And the latest wheeze is the 'pay day loans'. They should be banned. Not sure if they are in Ireland yet.  But they are only the latest in ways to take your money.  And those that take your money are ever inventive.  They trick people, as banks do.  And then we end up with people in one right financial mess because they don't want to listen to anybody who might, just might, question what they are at.  Financially.  And isn't that the core value of AAM.  Giving advice, based on experience of the pitfalls to be avoided.  

I didn't react to the OP's crossness at me, and thanks to those who defended me.  But we've had people at the end of their thether on here, and suicidal ones too, so if my posts prevent someone going down a rocky road, financially, well the barbs willl be well worth it.


----------



## mark1 (1 Oct 2013)

I had thought that you had an automatic overdraft limit on your ufirstgold ac or at least that is the way they try to sell it to you.the branch i visit on a weekly basis was trying to sell me this ac for weeks in the early part of the year as they were introducing banking charges. If i were you i would combine both acs,maybe forget about the one with the 14.00 charge and tighten up on a few items, you may not need it then. Having paid off nearly 25k in personal debt over the last 5 yrs between loan ac, credit card and overdrafts my advice would be to watch the pennies a bit closer and forget about the credit facilities and maybe review your needs in 6 or 12 months.


----------



## newirishman (1 Oct 2013)

mark1 said:


> I had thought that you had an automatic overdraft limit on your ufirstgold ac or at least that is the way they try to sell it to you.the branch i visit on a weekly basis was trying to sell me this ac for weeks in the early part of the year as they were introducing banking charges. If i were you i would combine both acs,maybe forget about the one with the 14.00 charge and tighten up on a few items, you may not need it then. Having paid off nearly 25k in personal debt over the last 5 yrs between loan ac, credit card and overdrafts my advice would be to watch the pennies a bit closer and forget about the credit facilities and maybe review your needs in 6 or 12 months.

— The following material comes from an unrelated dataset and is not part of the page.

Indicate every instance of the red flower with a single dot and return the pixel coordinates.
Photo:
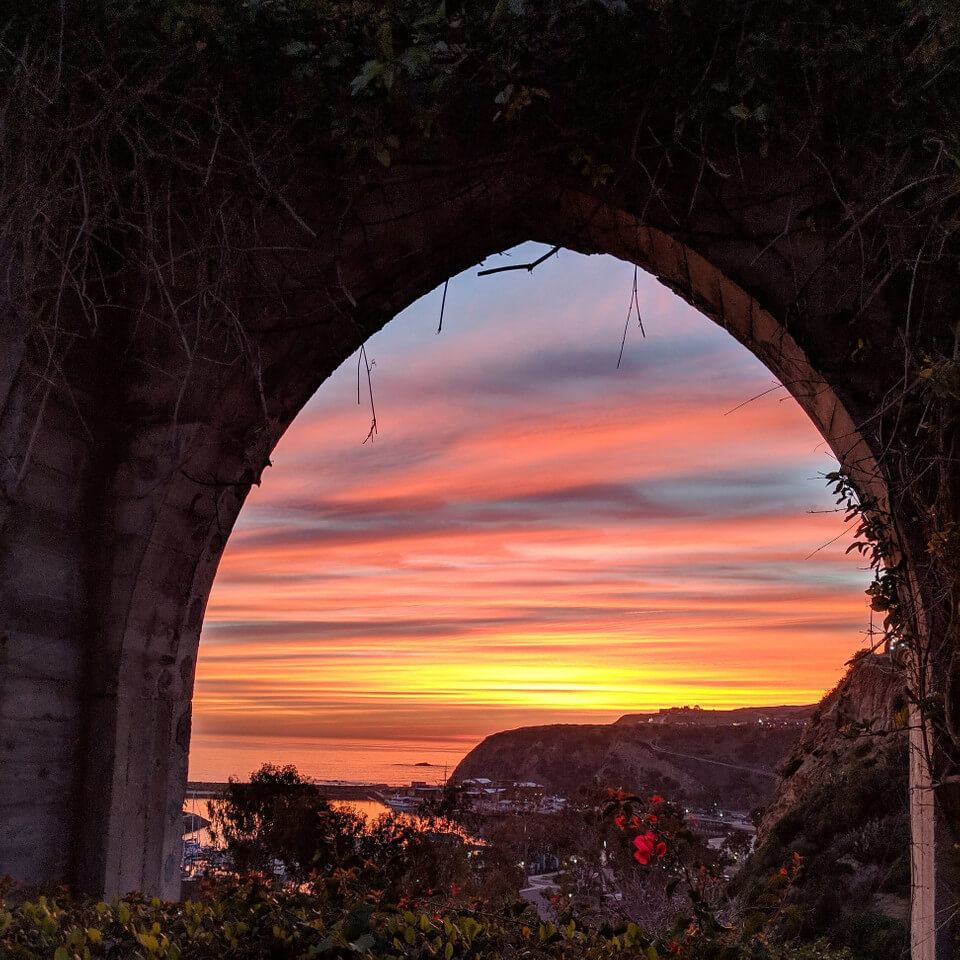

You can have an overdraft facility with the ufirst account. However, you are not forced to take it. When switching to a ufirst account I was offered / told that I can have an overdraft facility, but the bank did not have any issue with me asking to not provide it.


----------



## Curlysue76 (1 Oct 2013)

Bronte said:


> Just to be clear, I did not intend to be preachy or holier than thou. I actually believe in what I've stated. I think it's quite shocking that someone can go into unauthorised overdraft 6 times in 3 months and myseriously blame it on a totally unrelated red herring, towit having two accounts were the cause of the overdrafts.
> 
> From my own family I have seen what overdrafts can do, not to mention the many many posters on AAM who started off down the rocky road of overdrafts, swiftly followed by the first credit card, the credit limit increase without permission, the credit card cheques to spend spend spend, followed by the second and third card, then the small loan to consolidate etc etc etc.
> 
> ...



Well said, totally agree.


----------